By the way, currently, LHC is down for repairs; expected to come
online again in July 2009. Wikipedia says it might take up to 3
years to gather enough data to prove or disprove the existence
of the Higgs boson.
Joel Aschenbach defends
basic science projects like LHC:
Some U.S. money has gone into the LHC, which will cost
billions of dollars: five, maybe ten—the exact number is
elusive (the science will be precise, but the accounting
apparently follows the Uncertainty Principle). But most of
the engineering is being done by European firms. Jürgen
Schukraft, who supervises an LHC experiment named ALICE
(which will re-create conditions the same as those just
after the big bang), said, "The brain drain that used to go
from Europe to the States definitely has reversed."
The cynic might say that there’s no practical use for any of
this, that there might be other uses for all the money and
brainpower going into these particle guns. But we live in a
civilization shaped by physics. We know that the forces
within an atom are so powerful that, unleashed and directed
against humanity, they can obliterate cities in an instant.
The laptop computer on which I’m writing uses
microprocessors that would not exist had we not discovered
quantum physics and the quirky behavior of electrons. This
story will be posted on the World Wide Web—invented, in case
you hadn’t heard, at CERN, by computer scientist Tim
Berners-Lee.
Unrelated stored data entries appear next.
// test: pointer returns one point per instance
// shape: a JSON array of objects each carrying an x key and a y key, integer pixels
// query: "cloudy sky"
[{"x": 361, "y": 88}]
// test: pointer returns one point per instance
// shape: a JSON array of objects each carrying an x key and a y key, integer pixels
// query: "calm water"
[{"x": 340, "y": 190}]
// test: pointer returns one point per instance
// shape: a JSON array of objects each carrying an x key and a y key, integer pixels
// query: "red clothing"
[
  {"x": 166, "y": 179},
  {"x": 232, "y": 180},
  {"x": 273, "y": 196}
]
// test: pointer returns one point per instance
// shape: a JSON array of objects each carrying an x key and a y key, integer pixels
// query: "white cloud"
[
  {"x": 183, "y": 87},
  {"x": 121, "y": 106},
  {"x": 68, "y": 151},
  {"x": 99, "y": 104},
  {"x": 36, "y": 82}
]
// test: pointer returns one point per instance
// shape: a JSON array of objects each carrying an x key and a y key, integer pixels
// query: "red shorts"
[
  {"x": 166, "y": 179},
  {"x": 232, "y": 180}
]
Maybe you’re reading it while listening to your
iPod, which wouldn’t exist but for something called "giant
magnetoresistance." Two physicists discovered it
independently in the late 1980s, with not much thought of
how it might eventually be used. It became crucial to making
tiny consumer electronics that used magnetized hard disks.
The physicists won a Nobel Prize in 2007, and you got a
nifty sound system that’s smaller than a Hershey bar.